Elevated Outage Adra Balancer
Incident Report for Adra Suite
Postmortem

Summary:

Due to a faulty Balancer web service instance several of our customers had problems logging in. Following the mitigation of this issue, the service was underequipped to handle the sudden influx of traffic, causing performance issues for many of our customers.

We apologize for the inconvenience caused.

Description of issue:

At 07:44 CET, our automatic scaling mechanism provisioned an instance for the Balancer service which contained a missing component, causing most calls routed to this instance to fail due to a previously unseen error. An alert was sent to our SaaS Operations team due to an increase in service response time, but the root cause was missed as a service test and telemetry overview did not uncover the issue.

Further reports of customer inability to log in were brought to SaaS Operations at approx. 09:00 CET, and after verification of the issue, the offending instance was removed and service accessibility was restored.

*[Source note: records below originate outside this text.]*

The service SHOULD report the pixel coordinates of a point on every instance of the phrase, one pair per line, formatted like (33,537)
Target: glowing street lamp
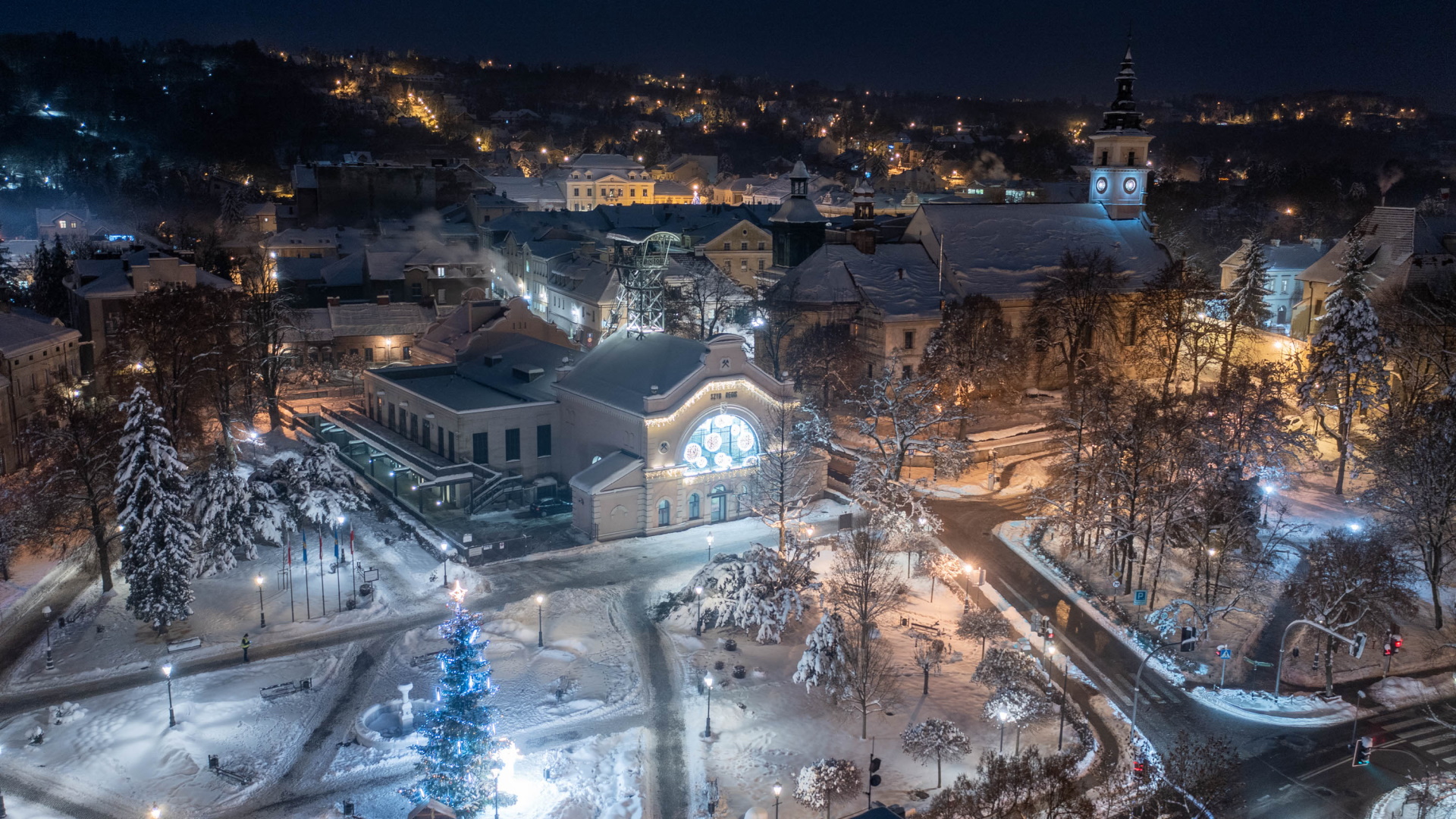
(708,722)
(172,716)
(541,632)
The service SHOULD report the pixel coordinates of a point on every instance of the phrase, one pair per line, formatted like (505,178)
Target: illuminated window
(723,442)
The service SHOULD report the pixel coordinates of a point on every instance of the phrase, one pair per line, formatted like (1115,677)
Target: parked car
(549,506)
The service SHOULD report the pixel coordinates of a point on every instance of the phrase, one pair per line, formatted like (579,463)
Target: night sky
(1037,49)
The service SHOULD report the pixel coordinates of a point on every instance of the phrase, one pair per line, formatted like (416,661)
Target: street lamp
(698,630)
(1066,692)
(541,632)
(50,662)
(708,722)
(172,714)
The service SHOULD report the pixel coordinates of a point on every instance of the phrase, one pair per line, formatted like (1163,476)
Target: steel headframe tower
(639,264)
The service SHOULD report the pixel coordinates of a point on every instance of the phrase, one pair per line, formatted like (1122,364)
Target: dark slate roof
(902,280)
(491,378)
(1006,251)
(622,371)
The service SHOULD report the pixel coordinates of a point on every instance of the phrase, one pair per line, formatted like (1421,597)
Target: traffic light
(1362,752)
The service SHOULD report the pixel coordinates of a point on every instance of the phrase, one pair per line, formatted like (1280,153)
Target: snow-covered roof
(900,280)
(623,369)
(1006,251)
(22,333)
(606,471)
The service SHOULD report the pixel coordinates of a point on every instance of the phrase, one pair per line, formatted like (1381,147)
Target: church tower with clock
(1119,171)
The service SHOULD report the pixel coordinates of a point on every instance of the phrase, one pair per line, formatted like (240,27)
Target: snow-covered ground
(766,726)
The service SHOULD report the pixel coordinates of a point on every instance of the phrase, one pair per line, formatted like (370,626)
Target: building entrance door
(718,503)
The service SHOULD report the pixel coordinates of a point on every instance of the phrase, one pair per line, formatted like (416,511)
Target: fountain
(391,725)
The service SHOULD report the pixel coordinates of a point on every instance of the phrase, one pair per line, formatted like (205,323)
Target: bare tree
(76,450)
(1075,308)
(789,465)
(1353,580)
(1413,468)
(864,588)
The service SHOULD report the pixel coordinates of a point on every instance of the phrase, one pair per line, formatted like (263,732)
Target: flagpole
(324,591)
(293,613)
(308,605)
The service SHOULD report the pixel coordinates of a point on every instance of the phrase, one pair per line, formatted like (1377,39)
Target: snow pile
(1402,691)
(1294,710)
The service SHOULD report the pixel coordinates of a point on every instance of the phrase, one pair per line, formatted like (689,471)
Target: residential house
(101,289)
(1286,261)
(36,354)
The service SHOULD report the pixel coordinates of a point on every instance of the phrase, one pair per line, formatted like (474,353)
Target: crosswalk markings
(1402,723)
(1432,739)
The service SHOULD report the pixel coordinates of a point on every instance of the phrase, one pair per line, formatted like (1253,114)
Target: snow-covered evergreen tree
(1019,706)
(935,741)
(1346,356)
(460,758)
(772,588)
(223,518)
(982,624)
(820,783)
(824,662)
(1006,667)
(152,509)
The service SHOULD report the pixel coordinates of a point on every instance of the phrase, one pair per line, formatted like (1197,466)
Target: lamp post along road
(172,714)
(541,630)
(708,722)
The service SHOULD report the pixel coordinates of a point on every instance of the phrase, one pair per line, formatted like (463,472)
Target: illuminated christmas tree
(462,758)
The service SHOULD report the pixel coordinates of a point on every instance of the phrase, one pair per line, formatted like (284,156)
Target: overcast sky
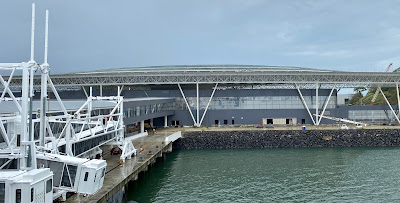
(98,34)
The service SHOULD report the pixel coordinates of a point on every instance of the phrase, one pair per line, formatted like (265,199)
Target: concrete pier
(119,174)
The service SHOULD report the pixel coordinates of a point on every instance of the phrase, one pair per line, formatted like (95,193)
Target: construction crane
(377,89)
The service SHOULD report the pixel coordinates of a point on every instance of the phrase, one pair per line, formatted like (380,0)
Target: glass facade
(148,109)
(372,116)
(259,102)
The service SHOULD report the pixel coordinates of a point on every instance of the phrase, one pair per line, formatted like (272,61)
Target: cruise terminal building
(214,95)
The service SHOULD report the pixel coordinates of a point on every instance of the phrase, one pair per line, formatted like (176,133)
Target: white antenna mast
(46,42)
(43,93)
(33,34)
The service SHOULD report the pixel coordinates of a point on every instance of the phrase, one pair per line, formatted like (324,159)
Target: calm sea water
(273,175)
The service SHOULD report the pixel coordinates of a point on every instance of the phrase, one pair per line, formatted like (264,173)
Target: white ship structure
(47,148)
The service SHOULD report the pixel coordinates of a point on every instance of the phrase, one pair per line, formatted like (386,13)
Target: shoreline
(288,139)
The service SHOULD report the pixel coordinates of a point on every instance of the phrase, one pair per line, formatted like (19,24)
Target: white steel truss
(305,104)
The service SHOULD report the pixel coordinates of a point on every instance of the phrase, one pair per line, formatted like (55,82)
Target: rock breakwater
(288,139)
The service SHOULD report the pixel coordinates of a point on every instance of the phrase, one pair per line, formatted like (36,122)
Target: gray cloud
(97,34)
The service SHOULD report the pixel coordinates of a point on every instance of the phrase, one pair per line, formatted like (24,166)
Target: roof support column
(198,109)
(316,103)
(84,91)
(398,97)
(187,105)
(208,104)
(395,115)
(304,103)
(326,104)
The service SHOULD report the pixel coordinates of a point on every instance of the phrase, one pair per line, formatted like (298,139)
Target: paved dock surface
(118,175)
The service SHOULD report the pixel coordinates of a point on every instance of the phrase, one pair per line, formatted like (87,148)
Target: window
(86,176)
(49,186)
(18,196)
(32,194)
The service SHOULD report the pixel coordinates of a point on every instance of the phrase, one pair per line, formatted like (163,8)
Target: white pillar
(398,97)
(187,105)
(316,103)
(68,145)
(198,109)
(305,104)
(387,101)
(142,126)
(326,104)
(208,104)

Following the restoration of the service and numerous users ability to now log in caused a very large increase in server load which had been unnaturally low, and the autoscaler was not equipped to handle the sudden increase. A manual override of the autoscaling was put in place, and service was restored at 09:40 CET.

Follow-up actions taken:

  • Improve automatic scaling to better accommodate sharp increase in load on service:

When the load on the system rises sharply, we are better equipped to increase our available resources in a more timely fashion to meet the increased demand.

  • Improved monitoring to increase sensitivity to and severity of novel service exceptions:

When new exceptions arise in any of our services, our Operations team will be alerted with a higher severity alert to ensure that we investigate, document and categorize any unforeseen service behavior in a timely fashion.

Posted Oct 27, 2023 - 08:24 UTC

Resolved
Between 8.30 and 09:00 CET, we experienced a disruption of service for Balancer customers hosted in the EU.

While the root cause is still being determined, the issue is fully resolved.
Posted Oct 03, 2023 - 06:30 UTC